Хипповская сумка была нужна для того, чтобы перемещаться внутри первого для достижения второго. Что бы ни предпринимали советские хиппи, они всегда находились в рамках правил советского режима. Их собственная идеология определяла выбор ими моды, и точно так же советская реальность накладывала свой отпечаток на их материальную культуру. Большое количество разных видов сумок и такое же разнообразие придуманных для них терминов — все это говорило о том, что этот предмет был не только важен, но и необходим. Во-первых, сумка стала выражением самопровозглашенного наследования хиппи известной и уважаемой в русской культуре традиции, так как рюкзаки и котомки ассоциировались со странниками и паломниками. Сумка хиппи напрямую связывала их со странствующими мудрецами стародавних времен[847]

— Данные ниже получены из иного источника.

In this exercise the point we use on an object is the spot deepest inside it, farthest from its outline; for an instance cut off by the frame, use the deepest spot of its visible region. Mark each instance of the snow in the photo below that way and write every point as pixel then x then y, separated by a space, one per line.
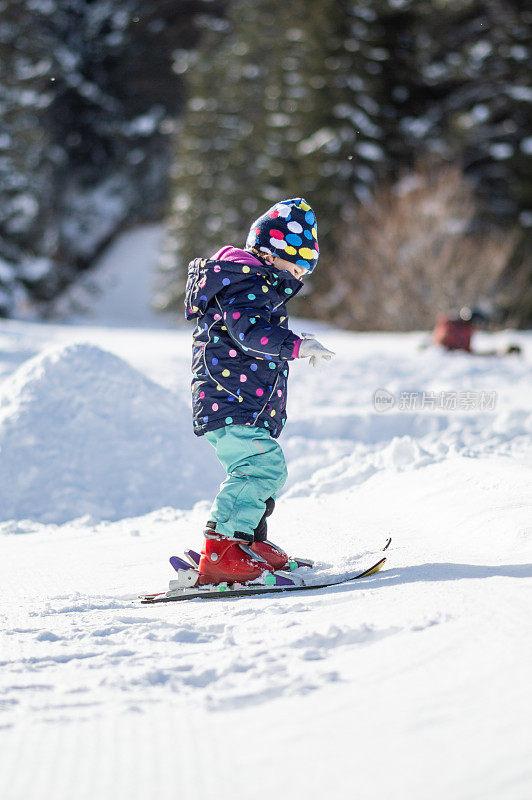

— и давала понять, что ее владелец находится в духовном поиске, что было очень важным моментом для идентичности хиппи, особенно в Советском Союзе, где собирание информации по крупицам было любимым занятием всей нонконформистской молодежи. Однако в хипповской сумке важен был не только смысл. Она также была предметом необходимости. В записных книжках Дзен Баптиста говорится, что у самых первых сумок было два разных кармана для мелочей: маленький — для монет, побольше — для «пяточки» (так на сленге называли количество марихуаны, достаточной для двух людей). (Азазелло придумал еще более радикальный способ использования карманов, поместив туда шприц и косяк[848].) Также к сумке, чтобы дополнить визуальный образ хиппи звуковым, цеплялся колокольчик — предмет, который отсылал к детям и их восторгу при звуке колокольчика, а также намекал на присущий хиппи «менталитет пранкстера». У моделей сумок 1980‐х уже нет ни колокольчиков, ни карманов для хранения наркотиков, зато есть внутренний карман для хранения советского паспорта. Эта деталь, с одной стороны, отражала тот факт, что хиппи стали чаще путешествовать, превратив это в ритуал, а с другой — также символически обозначала их отношения с властями, общение с которыми неизбежно начиналось с проверки документов[849].После появления на свет хипповские вещи обретали собственную жизнь. Из символов идентичности они становились символами истории советских хиппи. Их создатели продолжали жить в своих творениях. Сшитые Светой Марковой или ее ученицей Офелией хипповские штаны всегда были известны именно как таковые — это были «штаны Светы Марковой» или «штаны Офелии». Вещи, произведенные этими двумя легендарными портнихами, ходили по Москве еще много лет после отъезда или смерти своих создательниц. Хипповские вещи также часто служили «проповедниками». Дзен Баптист узнал про московских хиппи благодаря паре штанов, сшитых Светой Марковой. Его жена вспоминала, как он, выписавшись из психиатрической больницы, как-то «встретил на улице Азазелло и узнал, что ему шила Царевна-лягушка». В тот самый вечер он вернулся домой и сшил себе за ночь целый хипповский комплект[850]
. Как вспоминал Гарик Прайс, где-то в конце 1970‐х он увидел на улице парня в очень красивых брюках — и таким образом узнал о существовании хиппи. Он выяснил, что эти штаны были сшиты (тоже) Царевной-лягушкой, и решил присоединиться к тусовке, в которой люди носили такие прекрасные стильные вещи[851].Еще одна пара штанов, сделанная Светой Марковой, привлекла внимание Джона Боулта, слависта и историка-искусствоведа, когда он встретил бывшего московского хиппи Шекспира в Иерусалиме в 1990‐х[852]
. Джон Боулт признал в них произведение искусства в традициях конструктивизма. Эти штаны с их подчеркнутыми карманами, коленями и бедрами (как и подобает одежде рабочих) играют с формой и назначением и добавляют дозу провокации в стиле шестидесятых изображением стрелки, направленной к промежности. Сзади изображены два пацифика[853]. Эти джинсы превратили еврейского мальчика Лешу Полева в советского хиппи по прозвищу Шекспир. Они придали уникальности его внешнему виду и в то же время прочно закрепили за ним место в тусовке. И, что еще важнее, они вышли за рамки того, чем они были, — просто штанами. Все эти вставки из кожи и сам их дизайн делали ношение этих джинсов весьма затруднительным делом[854]. Они были такими тяжелыми, что сползали с бедер худощавого Шекспира.